The Justice Department formally confirmed in federal court filings on Friday that a $1.776 billion fund created as part of President Trump's lawsuit against the IRS will not go forward — the first time the administration committed that position to writing after days of verbal assurances that failed to satisfy lawmakers or judges.
Written Filings Close the Door the Administration Refused to Shut Earlier
The filings, submitted to federal courts in Washington, D.C., and Alexandria, Virginia, were signed by Associate Attorney General Stanley Woodward and his senior counsel, Andrew Block. In them, the DOJ urged judges to dismiss active lawsuits seeking to block the fund, arguing the cases are now "moot" because the fund no longer exists.
The mootness argument is a deliberate legal maneuver: if courts accept that there is no longer a live controversy, they can dismiss the suits without issuing any ruling on whether the fund itself was lawful. The government framed judicial intervention as an attempt to "have the last word in a political debate," arguing that any court order would "effectively unwind a preferable political resolution."
The written filing follows testimony earlier in the week by Acting Attorney General Todd Blanche before a House Appropriations subcommittee, where he stated the DOJ was "not moving forward with the fund, period." That verbal commitment drew bipartisan skepticism from lawmakers after Blanche initially declined to put the assurance in writing, according to reporting on the House hearing.

The Fund's Origins and the Plaintiffs Who Challenged It
The Anti-Weaponization Fund was established as part of a settlement resolving President Trump's $10 billion civil lawsuit against the IRS, which centered on the 2019 leak of his tax returns by a government contractor. The $1.776 billion fund drew immediate legal challenges from two separate plaintiff groups.
The D.C. case was brought by Citizens for Responsibility and Ethics in Washington, a government watchdog organization. The Virginia lawsuit included a former January 6 prosecutor alongside Capitol Police officers Harry Dunn and Daniel Hodges, who called the fund a "slush fund" that could be used to compensate participants in the January 6 Capitol attack. U.S. District Judge Leonie Brinkema, presiding over the Virginia case, had already issued a temporary block on the fund to prevent any irreversible disbursements while she evaluated the challenge.

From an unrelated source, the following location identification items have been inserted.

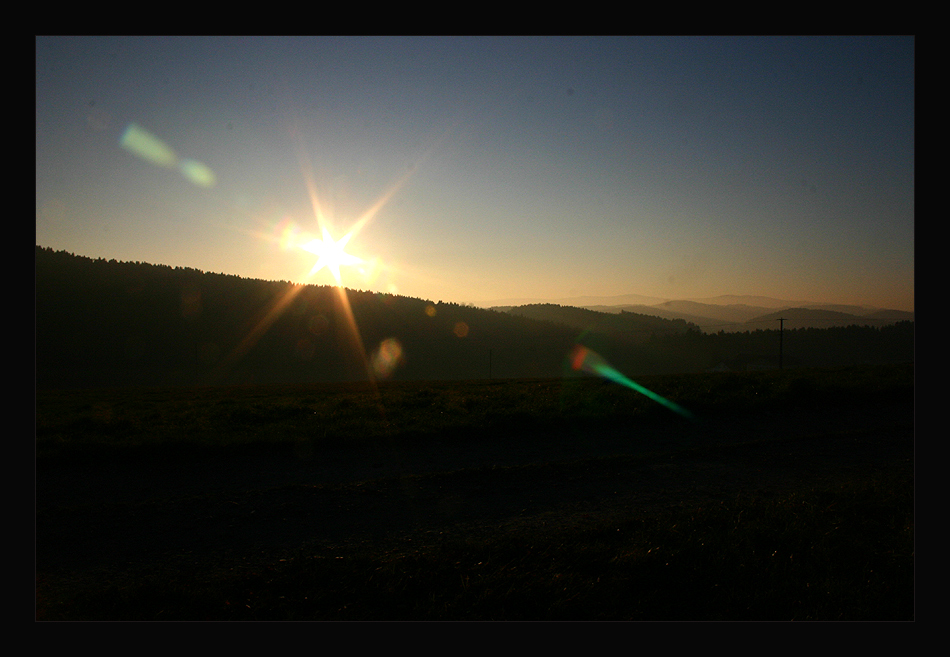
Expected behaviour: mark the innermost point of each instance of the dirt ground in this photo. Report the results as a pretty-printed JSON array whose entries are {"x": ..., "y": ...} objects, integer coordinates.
[{"x": 120, "y": 517}]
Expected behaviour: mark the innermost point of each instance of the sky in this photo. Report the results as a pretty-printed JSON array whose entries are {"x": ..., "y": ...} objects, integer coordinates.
[{"x": 478, "y": 169}]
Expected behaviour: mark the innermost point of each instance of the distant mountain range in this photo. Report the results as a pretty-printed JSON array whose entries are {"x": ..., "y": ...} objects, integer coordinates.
[
  {"x": 730, "y": 312},
  {"x": 102, "y": 323}
]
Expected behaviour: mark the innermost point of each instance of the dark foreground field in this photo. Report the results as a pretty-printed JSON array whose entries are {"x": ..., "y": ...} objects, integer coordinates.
[{"x": 790, "y": 497}]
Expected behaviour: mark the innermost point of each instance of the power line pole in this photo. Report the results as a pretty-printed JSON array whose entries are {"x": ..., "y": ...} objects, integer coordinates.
[{"x": 781, "y": 331}]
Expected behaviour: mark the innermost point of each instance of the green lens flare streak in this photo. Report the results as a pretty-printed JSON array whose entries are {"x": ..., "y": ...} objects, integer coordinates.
[{"x": 583, "y": 359}]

What the Settlement Still Leaves Intact
The cancellation of the fund does not terminate the broader DOJ-Trump settlement. Acting AG Blanche confirmed that a separate provision — an addendum permanently barring the IRS from auditing or taking enforcement action against Trump, his family, and his companies over prior tax returns — remains in effect. That provision was not the subject of the Friday filings, and the DOJ has not indicated it intends to revisit it.
The written court submissions are the operative confirmation that the fund is gone, but they simultaneously position the government to avoid any judicial finding about whether the fund was permissible in the first place. The lawsuits may now be dismissed without a ruling on the underlying legal questions, according to details of the DOJ's mootness filings.